Un seul acte de la volonté ne saurait supprimer toute tension, mais nous pouvons quand même nous en débarrasser en grande partie par des pensées et des actes positifs.

On conseille fortement de céder lorsque la chose en question ne nous fient pas trop à coeur. Il est parfois préférable de rester neutre, état d’esprit qui permet de mieux juger si les tracas du moment en valent réellement la peine, ou encore de s’intéresser à autre chose. On recommande aussi de ne pas manquer l’occasion de se dérider un peu en écoutant une bonne blague, ou même en racontant ses propres mésaventures avec une pointe d’humour.

Somme toute, il faut être réaliste. La tension et son triste cortège nous guettent constamment à la maison, au bureau, dans la rue, en un mot partout où nous nous trouvons. Il s’agit donc de laisser notre gros bon sens prendre le dessus et de ne pas nous entêter à vouloir éviter ce qui est inéluctable.

Si, au lieu de nous dérober devant le malheur ou l’incertitude, nous apprenons à leur faire face, nous nous apercevons qu’il est des solutions propres à améliorer la situation. Le moindre effort pour sortir d’embarras nous est salutaire, car c’est en affrontant une épreuve que l’on acquiert la force de surmonter la prochaine.

L’idéal est donc de maintenir un juste équilibre entre la tension et l’énergie que l’on doit dépenser pour la combattre.

Il importe aussi de ne pas essayer de tout entreprendre à la fois, quand on veut effectuer des changements ou apporter des améliorations. On commence par faire le nettoyage de ses tiroirs et de ses placards, puis le grand ménage de la vie mentale, familiale, etc., va pour ainsi dire tout seul. Une fois qu’on a pris une décision et qu’on est passé à l’action, le corps se libère en quelque sorte des émotions nuisibles qui sont à la base même de toute tension indésirable.

Attitude positive

Dans la vie, on peut être ni grand ni petit, ni gras ni maigre, mais il est impossible de n’être ni positif ni négatif. Ceux qui ont une attitude négative balancent entre les idées et voient leur tension augmenter. Mais les esprits positifs, eux, vont au-devant des idées dans l’espoir d’en tirer profit dans leur vie personnelle ou sociale.

Les positifs font preuve de plus de maturité que les autres ; ils connaissent leurs points forts et savent les mettre en valeur ; d’autre part, ils admettent leurs points faibles sans passer leur temps à se torturer à leur sujet. La pensée et les actes doivent marcher de pair vers la réalisation, et, pour les esprits positifs, l’échec même est encore préférable à une morne indifférence.
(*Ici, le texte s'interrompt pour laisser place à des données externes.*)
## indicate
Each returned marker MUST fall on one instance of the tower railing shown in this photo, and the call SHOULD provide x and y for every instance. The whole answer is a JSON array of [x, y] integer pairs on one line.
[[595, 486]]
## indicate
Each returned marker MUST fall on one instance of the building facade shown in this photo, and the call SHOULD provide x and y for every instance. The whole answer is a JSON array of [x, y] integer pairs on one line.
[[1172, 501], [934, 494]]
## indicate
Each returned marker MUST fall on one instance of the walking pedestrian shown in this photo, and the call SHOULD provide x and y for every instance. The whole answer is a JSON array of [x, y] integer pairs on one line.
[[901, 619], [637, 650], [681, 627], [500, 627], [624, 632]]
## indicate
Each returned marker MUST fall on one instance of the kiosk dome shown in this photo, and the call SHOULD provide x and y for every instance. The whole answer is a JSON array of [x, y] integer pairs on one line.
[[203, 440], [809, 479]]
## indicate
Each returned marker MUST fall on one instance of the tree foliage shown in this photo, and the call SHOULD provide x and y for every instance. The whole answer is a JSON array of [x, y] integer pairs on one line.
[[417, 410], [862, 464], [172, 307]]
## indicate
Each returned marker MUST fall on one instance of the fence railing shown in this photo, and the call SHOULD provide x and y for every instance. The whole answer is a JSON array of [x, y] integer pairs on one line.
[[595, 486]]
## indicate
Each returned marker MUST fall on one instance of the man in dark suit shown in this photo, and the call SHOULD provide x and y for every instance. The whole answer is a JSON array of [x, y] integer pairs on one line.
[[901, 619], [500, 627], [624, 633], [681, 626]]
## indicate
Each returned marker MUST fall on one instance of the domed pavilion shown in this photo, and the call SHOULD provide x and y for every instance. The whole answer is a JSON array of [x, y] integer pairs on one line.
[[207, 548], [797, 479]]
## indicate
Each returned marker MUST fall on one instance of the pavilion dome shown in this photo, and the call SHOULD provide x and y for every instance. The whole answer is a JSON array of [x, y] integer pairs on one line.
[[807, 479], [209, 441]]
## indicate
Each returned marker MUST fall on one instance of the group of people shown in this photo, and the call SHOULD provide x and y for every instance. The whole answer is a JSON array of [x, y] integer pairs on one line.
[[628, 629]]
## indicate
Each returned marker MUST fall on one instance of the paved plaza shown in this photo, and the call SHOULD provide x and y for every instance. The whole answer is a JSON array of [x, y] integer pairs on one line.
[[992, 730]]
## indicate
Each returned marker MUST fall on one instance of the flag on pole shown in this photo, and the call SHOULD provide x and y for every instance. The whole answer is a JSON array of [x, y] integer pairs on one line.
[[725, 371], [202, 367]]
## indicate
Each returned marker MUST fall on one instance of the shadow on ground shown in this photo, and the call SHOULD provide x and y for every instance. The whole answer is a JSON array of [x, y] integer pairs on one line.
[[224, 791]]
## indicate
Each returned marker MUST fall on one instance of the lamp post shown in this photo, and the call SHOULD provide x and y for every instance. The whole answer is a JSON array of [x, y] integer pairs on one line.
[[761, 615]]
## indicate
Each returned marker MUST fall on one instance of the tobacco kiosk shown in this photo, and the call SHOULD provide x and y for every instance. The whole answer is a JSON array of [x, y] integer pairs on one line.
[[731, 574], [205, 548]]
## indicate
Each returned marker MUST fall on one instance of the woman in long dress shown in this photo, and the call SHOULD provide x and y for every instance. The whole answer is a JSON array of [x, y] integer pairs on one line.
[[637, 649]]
Mener une vie régulière n’est pas nécessairement synonyme de monotonie. La beauté de la vie, comme son utilité et son attrait, ne se manifeste dans toute sa splendeur qu’à celui qui sait employer une partie de son énergie pour atténuer les mauvais effets de la tension. Le repos véritable ne se trouve ni dans le stoïcisme absolu ni dans les comprimés. Il résulte de l’agencement harmonieux des nécessités et des contingences, des possibilités, des espoirs et des actes de la vie. C’est la calme suprématie de l’esprit sur les circonstances.